(merci au site de Bless)
Dans son nom d’artiste, déjà, d’une “alarmante douceur”, tout un monde. Bless, comme blessée ou blessure. Bless, comme “bénie” en anglais, pour faire écho à son véritable prénom, Bénédicte. “Il signifie “bénie de Dieu”. Le genre de noms qu’on donnait autrefois aux orphelins”, dit-elle, à la fois frêle et implacable. On aura compris que Bless, 32 ans, n’aime pas tellement les familles. Par l’originalité de son premier album et la singularité de son parcours, elle se tient d’ailleurs à l’écart de toute tentative d’affiliation ou d’amalgame à une quelconque scène, tendance ou génération. Peu ou pas de références musicales, même si, à telle ou telle heure de sa vie, elle se sera passée obsessionnellement en boucle le Velvet Underground avec Nico, Janis Joplin, Jeff Buckley, Rickie Lee Jones, Violent Femmes ou Elliott Smith. Sa musique n’en porte pas vraiment de traces, si ce n’est le goût du travail apre et obstiné, et d’un certain vertige dans la création.
De son enfance solitaire à Boulogne, elle a gardé l’habitude de se batir des univers dans sa chambre, sans témoin, obnubilée par le plaisir de faire, de défaire, de chercher, sans autre guide que sa sincérité et le besoin de s’exprimer. Très tôt, ce sera le dessin et les poèmes. Plus tard, elle s’essaie au théatre, un vieux rêve d’enfant, fréquente des écoles, celle de Niels Arestrup à Paris ou de Lee Strasberg à New York, s’y ennuie à mourir. “Je ne suis pas faite pour la scolarité, ni pour le cabotinage.” Elle montera pourtant sur scène, pour “Et maintenant le silence”, une création foutraque et collective au théatre de la Bastille et, aux Amandiers, pour “Cymbeline” de Shakespeare, dans lequel elle incarne, le crane rasé, un jeune garçon et y chante sa première chanson, qu’elle compose elle-même.
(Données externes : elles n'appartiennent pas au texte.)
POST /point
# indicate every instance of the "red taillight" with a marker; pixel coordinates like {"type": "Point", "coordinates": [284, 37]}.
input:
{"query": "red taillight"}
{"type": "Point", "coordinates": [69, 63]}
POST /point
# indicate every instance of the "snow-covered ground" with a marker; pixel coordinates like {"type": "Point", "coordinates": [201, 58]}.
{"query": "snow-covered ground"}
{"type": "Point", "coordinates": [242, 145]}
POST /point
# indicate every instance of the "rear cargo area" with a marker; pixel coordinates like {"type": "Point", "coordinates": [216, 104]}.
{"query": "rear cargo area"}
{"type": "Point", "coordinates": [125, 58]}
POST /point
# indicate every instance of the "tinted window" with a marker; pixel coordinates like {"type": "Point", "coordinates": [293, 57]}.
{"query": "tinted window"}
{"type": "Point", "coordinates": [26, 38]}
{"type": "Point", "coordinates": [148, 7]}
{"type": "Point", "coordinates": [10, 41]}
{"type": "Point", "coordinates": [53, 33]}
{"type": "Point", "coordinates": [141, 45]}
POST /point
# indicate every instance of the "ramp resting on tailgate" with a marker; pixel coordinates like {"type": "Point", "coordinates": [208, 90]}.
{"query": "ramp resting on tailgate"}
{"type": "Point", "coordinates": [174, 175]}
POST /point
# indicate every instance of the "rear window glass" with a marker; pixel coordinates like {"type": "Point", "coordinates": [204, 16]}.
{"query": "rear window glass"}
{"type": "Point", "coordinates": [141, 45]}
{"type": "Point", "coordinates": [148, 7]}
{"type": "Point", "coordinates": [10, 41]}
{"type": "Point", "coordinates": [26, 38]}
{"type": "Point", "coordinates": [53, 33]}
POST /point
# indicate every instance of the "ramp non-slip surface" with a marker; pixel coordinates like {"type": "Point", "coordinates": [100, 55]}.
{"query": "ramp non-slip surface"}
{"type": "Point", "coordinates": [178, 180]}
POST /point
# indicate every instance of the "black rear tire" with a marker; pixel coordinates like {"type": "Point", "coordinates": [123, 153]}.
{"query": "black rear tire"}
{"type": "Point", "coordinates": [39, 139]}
Elle se mettra aussi à la sculpture, une passion validée par plusieurs expositions, au cours desquelles elle vendra la totalité de ses oeuvres, et à l’écriture, avec deux romans non publiés, aux histoires follement surréalistes.
Mais c’est dans la musique qu’elle trouve l’équilibre et l’épanouissement qu’elle cherchait depuis toujours. “Quand je faisais de la sculpture, j’entendais des voix, des borborygmes, comme si je travaillais mes organes. Mon sentiment de repli se renforçait. La musique est plus extérieure, je n’ai pas l’impression d’être isolée.” Une première expérience avec DJ Cam, un ami de collège, à qui elle confie un texte, “sang-lien”, pour l’album “Underground Vibes”, lui donne l’envie de persévérer. Autodidacte complète, elle se met au travail et la quinzaine de titres de l’album naissent peu à peu, Bénédicte-Bless s’attachant sans relache à tout faire toute seule: l’écriture, la composition, les arrangements. “Si j’écris des histoires, chante t-elle dans une chanson, c’est pour contourner la nuit.”
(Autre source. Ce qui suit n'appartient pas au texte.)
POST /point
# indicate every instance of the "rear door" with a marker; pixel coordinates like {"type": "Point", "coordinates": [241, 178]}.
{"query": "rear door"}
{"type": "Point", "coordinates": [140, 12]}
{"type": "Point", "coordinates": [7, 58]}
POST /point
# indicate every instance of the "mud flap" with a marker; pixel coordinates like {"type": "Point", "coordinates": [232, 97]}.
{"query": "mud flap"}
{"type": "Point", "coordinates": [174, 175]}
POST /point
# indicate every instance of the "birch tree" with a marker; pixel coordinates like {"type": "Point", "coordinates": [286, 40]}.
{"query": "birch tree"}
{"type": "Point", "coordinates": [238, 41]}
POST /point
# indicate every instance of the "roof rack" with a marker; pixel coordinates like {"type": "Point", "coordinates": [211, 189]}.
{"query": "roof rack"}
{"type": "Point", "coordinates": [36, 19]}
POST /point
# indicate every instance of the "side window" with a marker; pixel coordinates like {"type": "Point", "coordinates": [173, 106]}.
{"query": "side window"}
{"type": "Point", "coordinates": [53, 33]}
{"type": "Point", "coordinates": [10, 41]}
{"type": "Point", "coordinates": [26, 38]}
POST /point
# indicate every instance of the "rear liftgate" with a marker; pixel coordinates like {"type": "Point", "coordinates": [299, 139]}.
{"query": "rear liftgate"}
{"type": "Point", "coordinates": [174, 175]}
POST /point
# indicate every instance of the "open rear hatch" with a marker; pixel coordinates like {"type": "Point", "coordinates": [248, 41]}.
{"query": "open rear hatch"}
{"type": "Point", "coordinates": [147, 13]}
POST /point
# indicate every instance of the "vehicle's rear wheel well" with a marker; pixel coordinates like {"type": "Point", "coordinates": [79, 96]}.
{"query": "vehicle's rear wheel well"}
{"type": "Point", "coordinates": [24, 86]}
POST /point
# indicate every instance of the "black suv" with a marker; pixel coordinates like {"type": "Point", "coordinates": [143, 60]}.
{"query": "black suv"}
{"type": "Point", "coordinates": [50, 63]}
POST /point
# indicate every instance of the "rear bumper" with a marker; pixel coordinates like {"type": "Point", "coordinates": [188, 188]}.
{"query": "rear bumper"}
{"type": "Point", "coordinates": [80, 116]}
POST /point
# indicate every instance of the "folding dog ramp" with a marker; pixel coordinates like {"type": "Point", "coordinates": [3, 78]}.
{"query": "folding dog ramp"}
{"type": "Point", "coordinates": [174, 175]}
L’album, profondément addictif, baigne dans un clair-obscur. Voix de Françoise Hardy lo-fi, au bord de l’évanouissement, mélodies obsédantes, parfois d’une majestueuse lenteur, guitares à l’anglo-saxonne. On est happé par l’univers intimiste de Bless comme si on flottait directement dans son inconscient ; otage de ses textes à double sens et à la langueur poétique - “comment rester ensemble sans qu’un jour se ressemble” -, captif des textures uniques et vivantes, émaillées de trouvailles sonores, qu’elle produit avec une grande subtilité et une grande force ; prisonnier aussi de ses deux pôles, le masculin, le féminin, comme si sur ce “Fleuve des soupirants”, qui sonne comme un “Melody Nelson” fait à la maison, elle était à la fois Jane B. ET Gainsbourg. “Je sais qu’il y a énormément de féminité dans ce que je fais, mais j’ai grandi avec l’idée qu’il fallait trouver sa place parmi les hommes. Petite, je ne montais pas aux arbres, mais j’avais la sensation d’être un garçon. Aujourd’hui, arriver à sortir un disque et qu’il soit écouté me donne l’impression de pénétrer le monde.” Si tel est le cas, Bless you.